De laatste dag was het tijd om terug te rijden naar Santiago, 250 kilometer naar het noordoosten. Maar we deden dit natuurlijk niet zonder door het Colchagua-wijngebied te rijden en twee wijngaarden te bezoeken. Mont Gras was onze favoriet. We werden zeer gastvrij ontvangen en namen deel aan een professionele proeverij met heerlijke wijnen, waarvan de Carménère onze favoriet was. Deze Franse druivensoort wordt tegenwoordig met name in Chili verbouwd. De Quatro Blanc, die bestaat uit vier verschillende witte druifsoorten, was ook erg lekker.

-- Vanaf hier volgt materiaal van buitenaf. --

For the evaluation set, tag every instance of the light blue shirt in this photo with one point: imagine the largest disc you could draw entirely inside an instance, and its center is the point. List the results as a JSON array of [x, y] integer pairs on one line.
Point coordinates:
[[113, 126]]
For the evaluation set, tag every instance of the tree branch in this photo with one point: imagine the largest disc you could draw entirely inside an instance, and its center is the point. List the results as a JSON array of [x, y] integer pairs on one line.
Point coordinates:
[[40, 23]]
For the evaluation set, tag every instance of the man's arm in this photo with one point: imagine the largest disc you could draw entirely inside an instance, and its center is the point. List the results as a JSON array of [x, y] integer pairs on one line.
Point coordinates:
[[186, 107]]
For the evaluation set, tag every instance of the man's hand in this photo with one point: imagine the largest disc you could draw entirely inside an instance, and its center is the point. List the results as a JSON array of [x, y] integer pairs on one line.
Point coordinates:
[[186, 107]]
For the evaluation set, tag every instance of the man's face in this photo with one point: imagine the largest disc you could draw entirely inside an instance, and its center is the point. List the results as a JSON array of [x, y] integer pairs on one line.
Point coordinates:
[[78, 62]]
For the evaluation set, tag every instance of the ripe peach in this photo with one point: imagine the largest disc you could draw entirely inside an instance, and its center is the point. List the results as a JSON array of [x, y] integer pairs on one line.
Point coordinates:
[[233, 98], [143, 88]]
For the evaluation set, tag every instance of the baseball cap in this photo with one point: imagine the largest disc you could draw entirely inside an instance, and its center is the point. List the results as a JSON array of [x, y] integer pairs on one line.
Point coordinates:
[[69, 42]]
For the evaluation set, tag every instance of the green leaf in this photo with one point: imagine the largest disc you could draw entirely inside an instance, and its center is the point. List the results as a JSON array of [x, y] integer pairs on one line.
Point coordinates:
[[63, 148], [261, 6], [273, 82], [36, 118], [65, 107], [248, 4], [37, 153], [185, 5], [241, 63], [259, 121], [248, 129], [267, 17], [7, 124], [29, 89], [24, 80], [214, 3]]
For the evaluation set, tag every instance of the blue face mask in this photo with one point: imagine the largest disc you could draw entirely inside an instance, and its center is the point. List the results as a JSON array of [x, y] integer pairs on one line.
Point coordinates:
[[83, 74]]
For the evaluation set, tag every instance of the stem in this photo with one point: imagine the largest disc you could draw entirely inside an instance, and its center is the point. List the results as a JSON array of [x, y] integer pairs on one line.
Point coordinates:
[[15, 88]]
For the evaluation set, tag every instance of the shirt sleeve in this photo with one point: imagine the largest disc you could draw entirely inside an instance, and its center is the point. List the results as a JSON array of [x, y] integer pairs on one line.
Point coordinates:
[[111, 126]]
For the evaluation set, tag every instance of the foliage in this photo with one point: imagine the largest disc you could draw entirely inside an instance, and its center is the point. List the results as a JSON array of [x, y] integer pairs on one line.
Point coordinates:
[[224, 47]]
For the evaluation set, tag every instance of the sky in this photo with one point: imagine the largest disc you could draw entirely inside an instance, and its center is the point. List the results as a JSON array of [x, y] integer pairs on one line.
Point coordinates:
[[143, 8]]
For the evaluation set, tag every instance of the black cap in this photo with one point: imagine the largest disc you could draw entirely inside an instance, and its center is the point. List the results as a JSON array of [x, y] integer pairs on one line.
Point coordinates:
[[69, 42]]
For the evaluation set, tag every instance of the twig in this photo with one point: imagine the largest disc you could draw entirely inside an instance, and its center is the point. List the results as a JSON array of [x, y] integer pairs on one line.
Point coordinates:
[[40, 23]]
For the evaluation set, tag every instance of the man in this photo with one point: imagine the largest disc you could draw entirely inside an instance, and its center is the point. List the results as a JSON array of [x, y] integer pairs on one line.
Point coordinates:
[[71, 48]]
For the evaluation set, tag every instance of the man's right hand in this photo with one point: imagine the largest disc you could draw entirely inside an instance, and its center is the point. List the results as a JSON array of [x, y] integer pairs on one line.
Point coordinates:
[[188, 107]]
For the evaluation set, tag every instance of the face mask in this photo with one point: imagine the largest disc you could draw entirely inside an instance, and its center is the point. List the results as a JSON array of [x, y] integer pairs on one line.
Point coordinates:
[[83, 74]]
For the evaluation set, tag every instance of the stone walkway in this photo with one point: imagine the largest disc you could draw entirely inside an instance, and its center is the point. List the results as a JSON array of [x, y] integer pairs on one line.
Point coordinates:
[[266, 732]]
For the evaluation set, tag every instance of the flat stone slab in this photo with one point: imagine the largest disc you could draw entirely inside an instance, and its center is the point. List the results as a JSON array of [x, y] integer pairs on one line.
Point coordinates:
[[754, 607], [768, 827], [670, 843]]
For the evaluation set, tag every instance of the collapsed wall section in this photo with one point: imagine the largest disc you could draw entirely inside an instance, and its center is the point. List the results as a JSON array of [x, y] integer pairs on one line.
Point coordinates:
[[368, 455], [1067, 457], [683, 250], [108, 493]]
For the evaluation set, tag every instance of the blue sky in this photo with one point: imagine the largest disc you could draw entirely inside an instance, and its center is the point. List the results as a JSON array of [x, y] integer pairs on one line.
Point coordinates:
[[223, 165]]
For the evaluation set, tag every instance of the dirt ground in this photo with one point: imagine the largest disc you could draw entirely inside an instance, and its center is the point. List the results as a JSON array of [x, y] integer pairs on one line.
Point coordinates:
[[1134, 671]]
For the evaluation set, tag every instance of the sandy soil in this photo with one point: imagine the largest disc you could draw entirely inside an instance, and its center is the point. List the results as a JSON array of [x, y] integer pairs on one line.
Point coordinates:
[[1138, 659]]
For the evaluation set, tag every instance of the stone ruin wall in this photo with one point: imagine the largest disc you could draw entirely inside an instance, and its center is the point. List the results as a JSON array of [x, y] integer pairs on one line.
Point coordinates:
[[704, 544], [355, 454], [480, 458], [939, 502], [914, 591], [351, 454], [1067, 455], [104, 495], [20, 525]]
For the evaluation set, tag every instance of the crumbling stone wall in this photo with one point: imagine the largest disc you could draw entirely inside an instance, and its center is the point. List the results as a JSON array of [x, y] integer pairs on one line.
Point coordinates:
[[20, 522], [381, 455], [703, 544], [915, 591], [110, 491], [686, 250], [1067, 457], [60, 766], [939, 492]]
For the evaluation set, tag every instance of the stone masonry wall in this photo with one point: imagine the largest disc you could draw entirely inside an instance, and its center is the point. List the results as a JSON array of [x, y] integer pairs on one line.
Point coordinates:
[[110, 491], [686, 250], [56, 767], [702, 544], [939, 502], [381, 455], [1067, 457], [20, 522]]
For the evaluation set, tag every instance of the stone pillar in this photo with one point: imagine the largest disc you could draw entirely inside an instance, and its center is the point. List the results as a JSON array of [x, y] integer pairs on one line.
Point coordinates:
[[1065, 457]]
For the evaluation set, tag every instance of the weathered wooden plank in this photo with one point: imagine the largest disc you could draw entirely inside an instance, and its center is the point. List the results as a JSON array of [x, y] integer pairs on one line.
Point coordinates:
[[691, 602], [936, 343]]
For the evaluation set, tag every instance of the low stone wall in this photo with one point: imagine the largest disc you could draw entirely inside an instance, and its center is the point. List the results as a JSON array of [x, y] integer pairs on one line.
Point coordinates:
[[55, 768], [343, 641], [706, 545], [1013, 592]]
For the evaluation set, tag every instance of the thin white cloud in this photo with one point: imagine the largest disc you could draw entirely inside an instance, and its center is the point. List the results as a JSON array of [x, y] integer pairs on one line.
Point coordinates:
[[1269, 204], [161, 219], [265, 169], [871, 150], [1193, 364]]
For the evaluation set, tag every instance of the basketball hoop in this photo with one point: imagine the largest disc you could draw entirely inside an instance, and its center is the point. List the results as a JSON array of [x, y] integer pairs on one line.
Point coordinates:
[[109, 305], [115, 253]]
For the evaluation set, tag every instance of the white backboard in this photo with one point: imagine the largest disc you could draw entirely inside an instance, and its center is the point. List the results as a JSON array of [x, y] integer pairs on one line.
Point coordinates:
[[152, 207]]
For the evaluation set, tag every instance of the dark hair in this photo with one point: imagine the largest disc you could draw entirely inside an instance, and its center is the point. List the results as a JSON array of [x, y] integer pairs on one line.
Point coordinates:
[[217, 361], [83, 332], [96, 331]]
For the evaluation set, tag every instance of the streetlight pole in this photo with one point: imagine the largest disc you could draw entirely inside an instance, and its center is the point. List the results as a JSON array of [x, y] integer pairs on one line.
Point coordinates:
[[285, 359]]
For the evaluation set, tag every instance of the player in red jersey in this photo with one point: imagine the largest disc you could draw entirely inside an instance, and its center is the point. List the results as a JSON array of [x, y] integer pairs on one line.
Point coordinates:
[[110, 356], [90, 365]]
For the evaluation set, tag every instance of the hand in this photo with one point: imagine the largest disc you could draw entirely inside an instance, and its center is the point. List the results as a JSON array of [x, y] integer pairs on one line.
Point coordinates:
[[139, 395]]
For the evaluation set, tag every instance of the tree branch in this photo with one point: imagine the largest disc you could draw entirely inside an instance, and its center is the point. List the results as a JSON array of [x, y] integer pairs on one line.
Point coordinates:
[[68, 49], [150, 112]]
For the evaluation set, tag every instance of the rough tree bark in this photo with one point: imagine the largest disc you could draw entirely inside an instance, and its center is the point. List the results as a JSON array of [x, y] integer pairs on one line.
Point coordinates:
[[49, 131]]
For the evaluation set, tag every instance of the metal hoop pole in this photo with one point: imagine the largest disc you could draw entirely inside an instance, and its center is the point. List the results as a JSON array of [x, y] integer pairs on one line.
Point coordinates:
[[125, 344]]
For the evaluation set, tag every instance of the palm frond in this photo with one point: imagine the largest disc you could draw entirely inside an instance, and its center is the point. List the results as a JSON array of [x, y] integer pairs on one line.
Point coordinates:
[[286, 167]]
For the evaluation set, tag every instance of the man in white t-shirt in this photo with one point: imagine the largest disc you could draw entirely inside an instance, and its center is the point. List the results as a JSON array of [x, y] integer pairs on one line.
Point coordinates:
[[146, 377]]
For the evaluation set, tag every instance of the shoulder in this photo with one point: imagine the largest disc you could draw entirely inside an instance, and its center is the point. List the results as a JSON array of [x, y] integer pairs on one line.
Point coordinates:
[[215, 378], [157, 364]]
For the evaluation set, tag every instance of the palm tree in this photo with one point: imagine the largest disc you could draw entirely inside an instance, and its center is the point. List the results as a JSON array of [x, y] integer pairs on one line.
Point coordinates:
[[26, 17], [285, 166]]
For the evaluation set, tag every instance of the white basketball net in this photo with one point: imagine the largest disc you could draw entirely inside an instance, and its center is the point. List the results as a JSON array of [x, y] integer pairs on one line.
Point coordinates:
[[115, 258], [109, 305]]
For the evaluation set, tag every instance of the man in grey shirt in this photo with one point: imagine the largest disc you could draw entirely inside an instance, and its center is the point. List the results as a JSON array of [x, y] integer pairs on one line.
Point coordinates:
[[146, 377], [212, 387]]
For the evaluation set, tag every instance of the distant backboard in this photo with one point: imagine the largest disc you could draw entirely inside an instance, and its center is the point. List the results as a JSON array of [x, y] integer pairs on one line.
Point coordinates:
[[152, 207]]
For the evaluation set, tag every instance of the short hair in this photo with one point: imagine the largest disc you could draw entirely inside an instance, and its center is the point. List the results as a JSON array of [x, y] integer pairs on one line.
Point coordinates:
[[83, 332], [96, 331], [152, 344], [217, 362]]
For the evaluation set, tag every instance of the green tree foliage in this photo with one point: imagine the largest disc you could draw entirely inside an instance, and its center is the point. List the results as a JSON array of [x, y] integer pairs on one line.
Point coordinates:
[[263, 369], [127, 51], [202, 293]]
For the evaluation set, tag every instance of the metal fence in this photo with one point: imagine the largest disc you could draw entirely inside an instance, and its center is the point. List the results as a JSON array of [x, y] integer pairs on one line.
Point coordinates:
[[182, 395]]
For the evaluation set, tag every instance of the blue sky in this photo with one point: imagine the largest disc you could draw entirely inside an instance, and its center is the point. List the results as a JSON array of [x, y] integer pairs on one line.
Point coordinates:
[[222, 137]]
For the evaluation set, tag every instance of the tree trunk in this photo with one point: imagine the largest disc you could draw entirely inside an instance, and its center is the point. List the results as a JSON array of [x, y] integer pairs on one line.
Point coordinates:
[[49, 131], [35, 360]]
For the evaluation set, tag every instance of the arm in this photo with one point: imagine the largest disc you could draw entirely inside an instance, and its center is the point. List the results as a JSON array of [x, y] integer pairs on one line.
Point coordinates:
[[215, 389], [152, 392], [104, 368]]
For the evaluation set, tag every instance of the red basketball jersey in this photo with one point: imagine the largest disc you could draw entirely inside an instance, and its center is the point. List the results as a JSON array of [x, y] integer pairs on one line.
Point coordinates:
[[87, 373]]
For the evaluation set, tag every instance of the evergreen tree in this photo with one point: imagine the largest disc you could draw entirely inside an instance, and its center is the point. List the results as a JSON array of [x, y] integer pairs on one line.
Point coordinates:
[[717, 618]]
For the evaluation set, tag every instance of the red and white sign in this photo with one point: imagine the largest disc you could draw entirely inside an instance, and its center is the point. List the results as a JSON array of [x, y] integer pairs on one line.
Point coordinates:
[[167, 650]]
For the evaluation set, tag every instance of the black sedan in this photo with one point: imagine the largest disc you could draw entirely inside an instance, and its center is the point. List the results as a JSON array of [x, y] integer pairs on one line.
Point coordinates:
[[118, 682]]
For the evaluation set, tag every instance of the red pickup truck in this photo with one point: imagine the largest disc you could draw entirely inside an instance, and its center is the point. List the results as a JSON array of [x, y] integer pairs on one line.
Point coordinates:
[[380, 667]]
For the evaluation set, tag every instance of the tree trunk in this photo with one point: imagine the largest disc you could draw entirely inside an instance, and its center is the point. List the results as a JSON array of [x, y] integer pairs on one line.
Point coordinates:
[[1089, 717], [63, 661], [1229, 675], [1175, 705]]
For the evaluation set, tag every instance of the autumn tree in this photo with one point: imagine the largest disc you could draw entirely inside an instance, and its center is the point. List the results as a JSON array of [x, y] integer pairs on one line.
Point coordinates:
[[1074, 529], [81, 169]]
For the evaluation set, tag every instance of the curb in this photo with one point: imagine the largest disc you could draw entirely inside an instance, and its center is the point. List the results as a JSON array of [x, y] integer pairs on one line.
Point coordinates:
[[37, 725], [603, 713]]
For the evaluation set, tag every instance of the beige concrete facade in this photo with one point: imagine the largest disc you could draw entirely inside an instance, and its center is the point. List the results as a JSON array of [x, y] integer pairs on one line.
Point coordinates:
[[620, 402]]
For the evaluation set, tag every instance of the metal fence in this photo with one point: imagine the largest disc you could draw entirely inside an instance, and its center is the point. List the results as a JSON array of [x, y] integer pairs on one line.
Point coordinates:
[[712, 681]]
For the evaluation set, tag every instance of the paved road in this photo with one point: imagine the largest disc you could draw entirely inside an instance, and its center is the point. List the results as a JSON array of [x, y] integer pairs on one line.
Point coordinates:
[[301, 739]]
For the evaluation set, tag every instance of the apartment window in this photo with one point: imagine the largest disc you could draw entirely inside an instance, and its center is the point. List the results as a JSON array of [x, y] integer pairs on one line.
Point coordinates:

Wijngaard Mont Gras in het Colchagua-wijngebied

‘s Avonds leverden we onze huurauto in op de luchthaven. In totaal hebben we zo’n 2.500 kilometer afgelegd in de week dat we op pad waren met de Chevrolet Onyx. Maar op de kaart lijkt het alsof we slechts een heel klein gedeelte van Chili hebben gezien. Dit komt uiteraard door Chili’s zeer opmerkelijke vorm. Het is een enorm lang land, 4329 kilometer (gelijk aan de afstand tussen Nederland en de Perzische Golf!) terwijl het maximaal slechts 350 kilometer breed is.

Onze huurauto

Op de luchthaven informeerden we naar de prijs van een ticket naar Puerto Montt in het noorden van Chileens Patagonië. Helaas kostte een enkeltje per persoon maar liefst 230 dollar, dus daarom besloten we om toch maar 12 uur in de nachtbus te gaan zitten voor een bedrag dat tien keer zo laag was. In Puerto Montt gaan we wederom een auto huren, om dit gebied ruim 1.000 kilometer ten zuiden van Santiago gemakkelijk zelf te kunnen verkennen.